Toshiba in no-nonsense response to Western Digital over semiconductor sale

Toshiba threatens to bar Western Digital staff from accessing Japan-based unit

Toshiba has reportedly threatened to bar Western Digital staff from accessing the Japan-based semiconductor facility jointly owned by the two companies if it doesn’t take a more conciliatory attitude towards Toshiba’s sale of its stake to the highest bidder.

The company has given Western Digital until Monday to comply.

It follows threats in April by Western Digital to block the sale of its 50 per cent stake in their semiconductor joint venture, which manufactures in-demand NAND flash modules.

Western Digital claims that only one of the bidders for the stake is acceptable to the company – Western Digital itself.

In two letters sent earlier this month, Toshiba asserted its legal right to sell its stake in the business to whoever it wants and pointed out that Toshiba did not seek to block Western Digital’s takeover of what is now its stake in the venture when it acquired SanDisk, Toshiba’s original partner, in May 2016.

“If Western Digital continues to interfere with Toshiba’s rights to sell its affiliate – rights embodied in the joint venture agreements that Western Digital itself relied on when it bought SanDisk – Toshiba will have no choice but to pursue all available remedies,” asserted Toshiba in one of the letters, seen by Bloomberg.

Toshiba also pointed out that Western Digital failed to ratify a proposal to formalise the relationship between the two companies after it acquired SanDisk and that, if it carries on sabre-rattling, it will bar Western Digital staff from the facilities, which are based in Japan and effectively controlled by Toshiba.

Western Digital has been given until Monday 15 May to comply with Toshiba’s demands.

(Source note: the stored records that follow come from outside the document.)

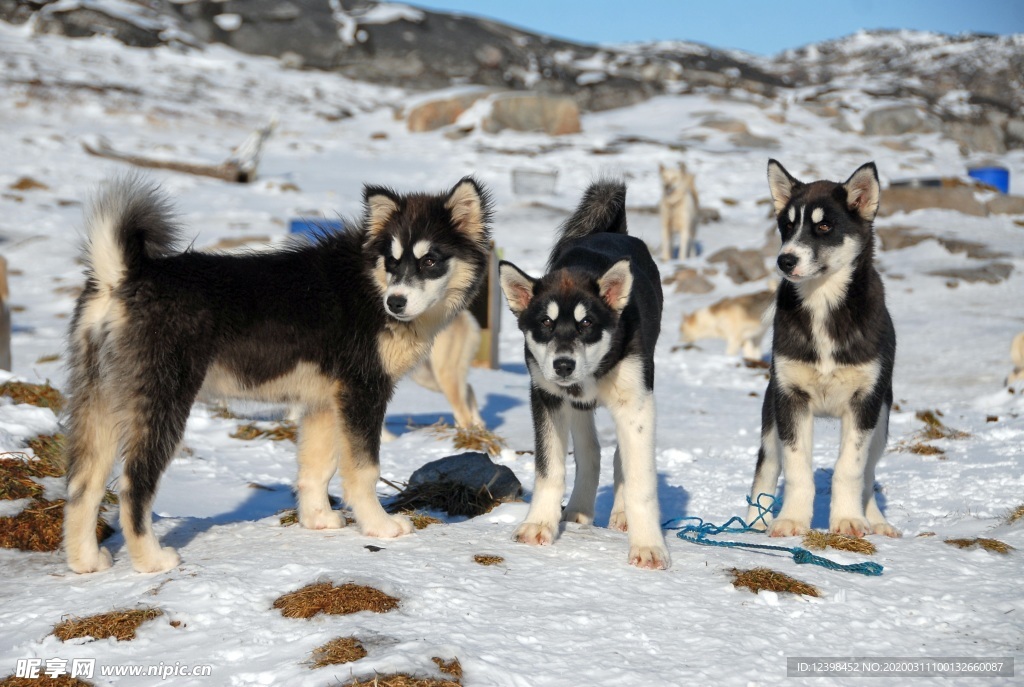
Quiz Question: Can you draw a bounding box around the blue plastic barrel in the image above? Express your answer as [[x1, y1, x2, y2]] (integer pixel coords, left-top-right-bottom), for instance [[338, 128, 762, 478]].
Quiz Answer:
[[967, 166, 1009, 194], [288, 218, 344, 240]]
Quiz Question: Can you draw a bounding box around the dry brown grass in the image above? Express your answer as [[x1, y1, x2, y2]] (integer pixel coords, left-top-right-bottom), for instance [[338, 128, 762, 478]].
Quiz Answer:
[[25, 435, 66, 476], [340, 675, 460, 687], [0, 381, 65, 412], [387, 481, 503, 518], [231, 422, 297, 442], [35, 354, 61, 364], [9, 176, 49, 191], [1003, 504, 1024, 525], [729, 567, 821, 597], [429, 420, 506, 456], [473, 554, 504, 566], [915, 410, 969, 440], [0, 456, 44, 500], [901, 442, 945, 457], [404, 511, 443, 530], [0, 499, 113, 552], [274, 582, 399, 619], [944, 538, 1014, 554], [311, 637, 367, 668], [278, 509, 299, 526], [431, 658, 462, 679], [53, 608, 162, 642], [0, 675, 95, 686], [803, 531, 877, 555]]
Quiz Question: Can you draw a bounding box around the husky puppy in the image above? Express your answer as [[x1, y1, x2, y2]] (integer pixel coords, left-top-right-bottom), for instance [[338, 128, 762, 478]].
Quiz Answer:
[[659, 162, 699, 261], [1007, 332, 1024, 385], [746, 160, 899, 538], [680, 287, 775, 360], [499, 181, 669, 569], [63, 175, 491, 573]]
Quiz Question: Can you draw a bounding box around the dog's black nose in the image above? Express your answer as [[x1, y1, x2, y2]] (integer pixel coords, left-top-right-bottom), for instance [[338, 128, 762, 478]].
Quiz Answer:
[[777, 253, 799, 274], [553, 358, 576, 378], [386, 295, 407, 313]]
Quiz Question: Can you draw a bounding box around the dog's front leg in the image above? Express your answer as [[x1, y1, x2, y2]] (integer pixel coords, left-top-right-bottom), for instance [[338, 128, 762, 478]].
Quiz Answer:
[[514, 386, 569, 545], [769, 390, 814, 537], [338, 391, 413, 538], [829, 410, 873, 537], [296, 407, 344, 530], [606, 389, 670, 570]]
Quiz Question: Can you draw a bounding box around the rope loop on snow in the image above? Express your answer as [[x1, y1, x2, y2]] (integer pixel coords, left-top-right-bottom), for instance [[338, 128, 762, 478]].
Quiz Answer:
[[662, 493, 883, 577]]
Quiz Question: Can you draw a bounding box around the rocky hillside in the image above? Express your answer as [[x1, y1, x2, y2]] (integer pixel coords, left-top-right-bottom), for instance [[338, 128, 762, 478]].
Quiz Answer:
[[3, 0, 1022, 151]]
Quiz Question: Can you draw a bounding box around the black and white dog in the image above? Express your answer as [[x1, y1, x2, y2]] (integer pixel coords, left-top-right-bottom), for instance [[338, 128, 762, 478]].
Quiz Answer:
[[63, 176, 491, 573], [746, 160, 899, 539], [499, 181, 670, 569]]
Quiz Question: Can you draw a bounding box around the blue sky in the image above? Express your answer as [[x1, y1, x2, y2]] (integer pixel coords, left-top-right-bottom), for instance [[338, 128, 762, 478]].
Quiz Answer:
[[413, 0, 1024, 55]]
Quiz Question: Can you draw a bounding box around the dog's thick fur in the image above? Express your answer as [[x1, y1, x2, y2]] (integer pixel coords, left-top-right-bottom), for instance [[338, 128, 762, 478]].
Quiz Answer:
[[63, 175, 491, 573], [745, 160, 898, 539], [659, 162, 699, 261], [499, 181, 669, 569], [1007, 332, 1024, 385], [680, 287, 775, 359]]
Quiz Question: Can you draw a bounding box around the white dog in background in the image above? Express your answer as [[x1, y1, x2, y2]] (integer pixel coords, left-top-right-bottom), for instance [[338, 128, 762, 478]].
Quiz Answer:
[[680, 287, 775, 360], [1007, 332, 1024, 386], [659, 162, 699, 261]]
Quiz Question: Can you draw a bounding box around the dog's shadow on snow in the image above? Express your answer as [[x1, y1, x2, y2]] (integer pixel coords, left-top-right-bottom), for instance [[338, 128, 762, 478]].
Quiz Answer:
[[590, 472, 690, 528], [383, 393, 523, 438], [809, 468, 889, 529]]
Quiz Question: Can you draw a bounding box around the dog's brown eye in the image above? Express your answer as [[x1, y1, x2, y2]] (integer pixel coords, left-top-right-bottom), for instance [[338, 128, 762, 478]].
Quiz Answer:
[[421, 257, 436, 268], [579, 318, 592, 329], [541, 317, 554, 328], [785, 222, 794, 230], [818, 223, 830, 233]]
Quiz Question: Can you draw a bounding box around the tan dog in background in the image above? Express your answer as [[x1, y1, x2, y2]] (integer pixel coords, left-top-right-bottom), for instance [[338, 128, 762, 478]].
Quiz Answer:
[[1007, 331, 1024, 385], [382, 309, 484, 441], [680, 288, 775, 360], [659, 162, 699, 261]]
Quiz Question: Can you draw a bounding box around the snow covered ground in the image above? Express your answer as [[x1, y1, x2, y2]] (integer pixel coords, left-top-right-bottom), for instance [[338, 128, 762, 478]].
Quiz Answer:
[[0, 22, 1022, 686]]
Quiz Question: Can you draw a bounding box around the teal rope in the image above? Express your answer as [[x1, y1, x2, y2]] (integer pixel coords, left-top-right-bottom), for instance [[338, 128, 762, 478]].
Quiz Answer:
[[662, 494, 883, 577]]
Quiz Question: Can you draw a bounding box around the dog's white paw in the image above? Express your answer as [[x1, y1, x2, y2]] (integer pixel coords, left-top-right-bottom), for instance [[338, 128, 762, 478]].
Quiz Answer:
[[768, 519, 809, 538], [870, 522, 901, 538], [68, 546, 113, 574], [745, 508, 773, 532], [628, 544, 670, 570], [608, 510, 628, 532], [361, 513, 414, 539], [830, 517, 870, 538], [514, 521, 557, 546], [132, 546, 180, 574], [561, 510, 592, 525], [299, 508, 344, 530]]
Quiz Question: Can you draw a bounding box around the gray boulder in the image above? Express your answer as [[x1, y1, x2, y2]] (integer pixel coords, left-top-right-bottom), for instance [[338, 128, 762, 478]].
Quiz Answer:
[[409, 452, 521, 502]]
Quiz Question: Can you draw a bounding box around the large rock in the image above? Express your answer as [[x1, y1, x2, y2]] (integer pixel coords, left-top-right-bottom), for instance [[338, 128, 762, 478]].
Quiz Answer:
[[706, 247, 769, 284], [987, 194, 1024, 215], [664, 267, 715, 294], [929, 263, 1014, 285], [481, 93, 581, 135], [408, 452, 521, 502], [862, 105, 937, 136], [878, 186, 988, 217], [405, 89, 493, 133]]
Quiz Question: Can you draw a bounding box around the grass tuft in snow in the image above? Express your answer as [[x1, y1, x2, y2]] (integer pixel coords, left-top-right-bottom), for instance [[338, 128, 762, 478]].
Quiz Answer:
[[274, 582, 399, 619], [310, 637, 367, 668], [901, 442, 946, 457], [231, 422, 297, 442], [279, 509, 299, 526], [404, 511, 444, 529], [0, 456, 44, 500], [0, 381, 65, 412], [803, 531, 877, 554], [729, 567, 821, 597], [1003, 504, 1024, 525], [0, 499, 113, 552], [25, 434, 66, 476], [914, 409, 970, 440], [943, 538, 1014, 554], [431, 658, 463, 679], [429, 420, 506, 456], [341, 673, 461, 687], [53, 608, 162, 642], [0, 674, 95, 686], [473, 554, 504, 566]]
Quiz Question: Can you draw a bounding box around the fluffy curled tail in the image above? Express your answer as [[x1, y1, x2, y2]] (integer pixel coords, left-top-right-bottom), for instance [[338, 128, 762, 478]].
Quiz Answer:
[[84, 176, 180, 289], [548, 179, 627, 269]]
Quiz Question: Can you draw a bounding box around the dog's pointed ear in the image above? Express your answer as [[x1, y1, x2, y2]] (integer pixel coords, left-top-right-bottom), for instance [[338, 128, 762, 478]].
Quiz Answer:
[[843, 162, 880, 222], [498, 261, 537, 317], [598, 259, 633, 313], [445, 176, 489, 238], [767, 159, 801, 216], [363, 185, 399, 237]]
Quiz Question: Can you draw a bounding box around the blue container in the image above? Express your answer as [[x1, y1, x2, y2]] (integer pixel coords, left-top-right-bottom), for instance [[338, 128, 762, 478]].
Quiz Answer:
[[288, 218, 344, 240], [967, 166, 1009, 194]]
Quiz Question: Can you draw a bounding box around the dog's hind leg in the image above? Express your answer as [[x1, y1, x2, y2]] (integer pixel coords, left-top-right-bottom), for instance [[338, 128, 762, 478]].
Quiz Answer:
[[64, 363, 119, 573], [338, 390, 413, 538], [862, 402, 900, 537], [297, 407, 344, 530], [562, 408, 600, 525], [514, 387, 569, 546], [659, 201, 674, 262], [608, 447, 627, 531], [430, 311, 484, 428]]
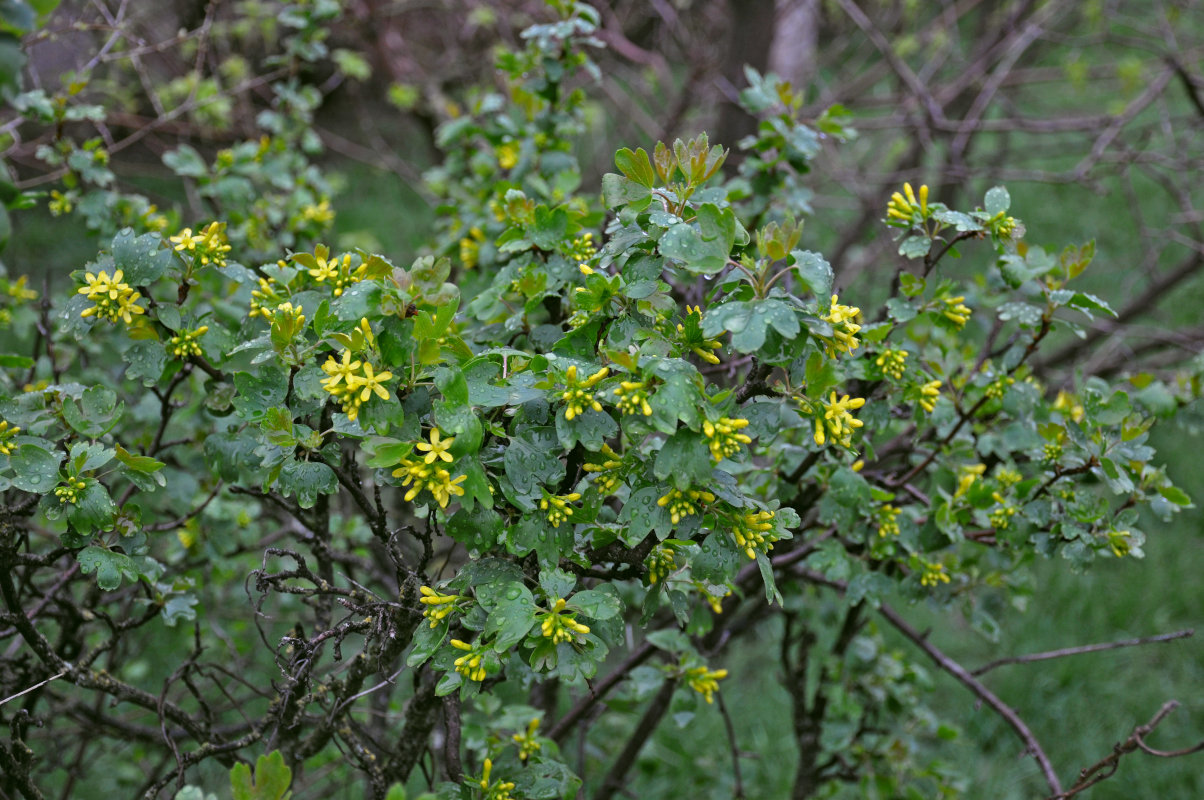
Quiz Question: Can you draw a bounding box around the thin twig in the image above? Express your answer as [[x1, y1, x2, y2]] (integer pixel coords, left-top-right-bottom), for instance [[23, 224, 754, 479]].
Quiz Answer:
[[973, 629, 1193, 676]]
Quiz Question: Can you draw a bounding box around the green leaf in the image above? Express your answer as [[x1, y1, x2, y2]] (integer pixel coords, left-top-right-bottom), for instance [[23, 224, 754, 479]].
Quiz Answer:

In April, Western Digital threatened to block any takeover deal by any of the other bidders, claiming that they were all unsuitable. The shortlist includes Hynix, Foxconn and Broadcom, as well as Western Digital, with Foxconn and Broadcom the front-runners. Toshiba is hoping to have the deal completed by March 2018.

Outgunned financially in the bidding, Bloomberg suggests that it will seek to join up with a private equity bid led by KKR.

Western Digital became Toshiba’s 50-50 joint venture partners in the semiconductor manufacturing business after it acquired SanDisk in a $15.8bn deal in May 2016.

Because of the high cost of that deal, Western Digital is unable to compete with other bidders for Toshiba’s 50 per cent stake in that business – offering only around $9bn, according to reports, against up to $27bn bid by Foxconn.